Voici des années que j’ai fait de la dénatalité mon modeste étendard. Si plus de 80 % des messages de sympathie que je reçois provient de lectrices, voire d’admiratrices comme on dit, c’est bien que les femmes se reconnaissent dans ce discours qui leur évoque à l’oreille qu’elles ne sont pas seules dans leur ressentiment. La femme est moins pondeuse que l'homme n'est lapin. La sensibilité féminine permet d’être du côté des plus faibles, de tendre à une reconnaissance humaine et toute écologique du désastre. Borné par ses ambitions, dopé par les millions de spermatozoïdes dont il se retrouve porteur au quotidien, le genre porteur de testicules est dans l’incapacité de faire preuve de cette humilité. La femme est l’avenir de l’homme, disait le poète homosexuel… Elle pourrait l’être par son esprit de mesure, par ses attentions naturelles qui tendent à soigner et non à détruire, mais encore faudrait-il qu’elle puisse sortir de sa cage culturelle. L’homme fait la guerre, la femme reste au foyer, n’est-ce pas ?
Vivre en phallocratie
Une amie m’écrivait : « Lorsque j'étais très petite fille, les clientes de ma grand-mère qui était couturière, me demandaient un peu stupidement : - Et plus tard que veux-tu faire ? Après mes réponses de vouloir faire du piano, de souhaiter chanter et danser, venait presque toujours le fameux : - Et tu veux te marier quand même ? Invariablement, je répondais, peut-être, oui mais ce serait avec quelqu'un qui ne serait pas comme les autres, et puis il serait souvent en voyage, et d'énumérer les métiers de ce très lointain futur différent... Enfant et même adulte nous ignorons que pour qu'un rêve se réalise dans toute sa plénitude, il doit être perfectionné et chouchouté, sinon plutôt que du bonheur il ne nous amène que des bribes et beaucoup de douleurs... »
Attention, danger !
Attention à l’effet dichotomique et sexiste du premier âge, aux jouets décidément virils du petit garçon à la chambre bleue, fatalement domestiques et maternels pour la petite fille à l’alcôve rose.

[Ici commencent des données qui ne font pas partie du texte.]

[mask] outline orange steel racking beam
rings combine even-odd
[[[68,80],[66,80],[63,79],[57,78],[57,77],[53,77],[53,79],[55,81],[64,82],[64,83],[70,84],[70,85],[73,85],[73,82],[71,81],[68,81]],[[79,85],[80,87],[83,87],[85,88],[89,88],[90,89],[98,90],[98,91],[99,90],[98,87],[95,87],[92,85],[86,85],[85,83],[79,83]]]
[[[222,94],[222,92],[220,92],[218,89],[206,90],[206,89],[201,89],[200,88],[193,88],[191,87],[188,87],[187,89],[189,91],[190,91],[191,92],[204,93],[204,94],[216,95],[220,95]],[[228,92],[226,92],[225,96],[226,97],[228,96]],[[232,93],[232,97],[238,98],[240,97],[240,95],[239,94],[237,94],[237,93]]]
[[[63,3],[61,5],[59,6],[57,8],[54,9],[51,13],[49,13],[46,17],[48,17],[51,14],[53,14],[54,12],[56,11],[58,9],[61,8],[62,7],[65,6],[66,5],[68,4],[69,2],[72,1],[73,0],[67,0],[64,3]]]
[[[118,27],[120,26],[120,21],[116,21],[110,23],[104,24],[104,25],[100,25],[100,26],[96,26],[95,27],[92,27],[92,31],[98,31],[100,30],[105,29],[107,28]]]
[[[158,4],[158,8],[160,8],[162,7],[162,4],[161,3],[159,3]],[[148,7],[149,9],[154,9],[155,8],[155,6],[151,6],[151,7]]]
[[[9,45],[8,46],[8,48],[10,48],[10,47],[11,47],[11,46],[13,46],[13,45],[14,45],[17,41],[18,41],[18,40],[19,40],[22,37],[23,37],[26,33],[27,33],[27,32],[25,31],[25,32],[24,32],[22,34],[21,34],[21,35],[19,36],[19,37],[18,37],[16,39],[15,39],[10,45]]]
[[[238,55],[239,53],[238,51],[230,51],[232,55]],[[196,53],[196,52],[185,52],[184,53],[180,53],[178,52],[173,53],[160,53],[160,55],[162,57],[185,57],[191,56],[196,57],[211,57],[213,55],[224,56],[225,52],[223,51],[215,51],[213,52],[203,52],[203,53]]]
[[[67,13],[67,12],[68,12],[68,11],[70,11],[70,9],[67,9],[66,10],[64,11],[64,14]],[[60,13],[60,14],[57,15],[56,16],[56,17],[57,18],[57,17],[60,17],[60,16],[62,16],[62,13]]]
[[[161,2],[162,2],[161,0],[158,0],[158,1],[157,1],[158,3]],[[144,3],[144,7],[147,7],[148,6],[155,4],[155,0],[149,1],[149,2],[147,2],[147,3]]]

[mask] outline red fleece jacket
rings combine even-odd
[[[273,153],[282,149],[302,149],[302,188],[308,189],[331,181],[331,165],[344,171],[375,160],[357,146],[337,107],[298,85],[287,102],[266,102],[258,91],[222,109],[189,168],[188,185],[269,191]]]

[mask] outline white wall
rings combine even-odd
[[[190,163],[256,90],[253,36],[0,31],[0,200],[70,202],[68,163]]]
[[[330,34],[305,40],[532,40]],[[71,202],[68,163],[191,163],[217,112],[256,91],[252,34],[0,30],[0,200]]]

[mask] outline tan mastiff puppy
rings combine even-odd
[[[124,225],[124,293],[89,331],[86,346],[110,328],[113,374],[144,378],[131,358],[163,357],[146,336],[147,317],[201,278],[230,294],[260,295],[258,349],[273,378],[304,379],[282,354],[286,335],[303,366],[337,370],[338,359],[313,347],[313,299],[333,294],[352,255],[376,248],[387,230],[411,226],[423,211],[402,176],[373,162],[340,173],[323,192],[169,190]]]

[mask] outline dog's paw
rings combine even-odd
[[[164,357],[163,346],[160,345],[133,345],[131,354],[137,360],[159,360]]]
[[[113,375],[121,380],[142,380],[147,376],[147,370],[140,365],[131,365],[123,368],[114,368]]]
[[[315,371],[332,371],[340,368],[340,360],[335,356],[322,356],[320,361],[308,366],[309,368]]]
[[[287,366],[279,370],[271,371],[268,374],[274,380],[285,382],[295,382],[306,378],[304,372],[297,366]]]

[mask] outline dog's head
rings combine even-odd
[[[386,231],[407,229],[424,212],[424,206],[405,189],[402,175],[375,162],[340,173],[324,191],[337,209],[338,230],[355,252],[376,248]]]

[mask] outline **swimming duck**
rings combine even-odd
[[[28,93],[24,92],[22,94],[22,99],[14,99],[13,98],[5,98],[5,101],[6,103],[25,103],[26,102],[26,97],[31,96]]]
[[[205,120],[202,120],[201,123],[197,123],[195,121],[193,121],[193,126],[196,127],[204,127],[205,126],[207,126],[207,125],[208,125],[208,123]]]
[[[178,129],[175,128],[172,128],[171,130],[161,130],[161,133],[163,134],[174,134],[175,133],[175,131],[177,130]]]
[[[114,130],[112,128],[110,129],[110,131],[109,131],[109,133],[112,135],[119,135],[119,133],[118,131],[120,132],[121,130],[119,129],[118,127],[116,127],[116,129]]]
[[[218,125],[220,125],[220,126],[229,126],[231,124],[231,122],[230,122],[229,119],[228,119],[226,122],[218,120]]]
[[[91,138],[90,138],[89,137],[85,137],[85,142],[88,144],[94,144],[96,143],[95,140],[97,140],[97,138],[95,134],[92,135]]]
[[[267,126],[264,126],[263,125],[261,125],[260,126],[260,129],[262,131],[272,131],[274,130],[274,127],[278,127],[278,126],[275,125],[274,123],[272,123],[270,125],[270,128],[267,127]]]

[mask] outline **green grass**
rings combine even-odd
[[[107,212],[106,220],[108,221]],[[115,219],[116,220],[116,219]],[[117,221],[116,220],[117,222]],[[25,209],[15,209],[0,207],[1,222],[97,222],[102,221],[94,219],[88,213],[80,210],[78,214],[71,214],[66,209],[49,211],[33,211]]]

Attention à l’incitation sentimentale des presque vieux parents, désireux de voir se poursuivre le modèle, et qui voudraient entendre babiller et jouer des petits-enfants tant désirés dans le jardin ornemental.
Attention au machisme, à commencer par celui du patriarcat intolérant, relayé par son épouse soumise au modèle. Dans le machisme, ce n’est pas le degré qui compte, mais son existence même. Plus ou moins machiste, c’est comme plus ou moins esclavagiste ou tortionnaire.
Attention à la maman mauritanienne qui gave de force sa fillette parce que les hommes du pays préfèrent les grosses… C’est une métaphore, mais toutes les mamans sont mauritaniennes par le fait qu’elles souhaitent marier leur fille, au plus vite et au meilleur parti. Il est exceptionnel de rencontrer une mère admirative de sa progéniture saphique, célibataire ou révolutionnaire. Le point de vue est un peu moins conventionnel, plus réfléchi à l’égard du fils. C’est une main sexiste invisible qui s’abat sur la condition féminine, jusqu'au stade de la mutilation. Excisées de mère en fille… Excision et infibulation touchent encore 140 millions de femmes dans le monde. Toutes excisées, parce qu’en Occident, l’excision est mentale.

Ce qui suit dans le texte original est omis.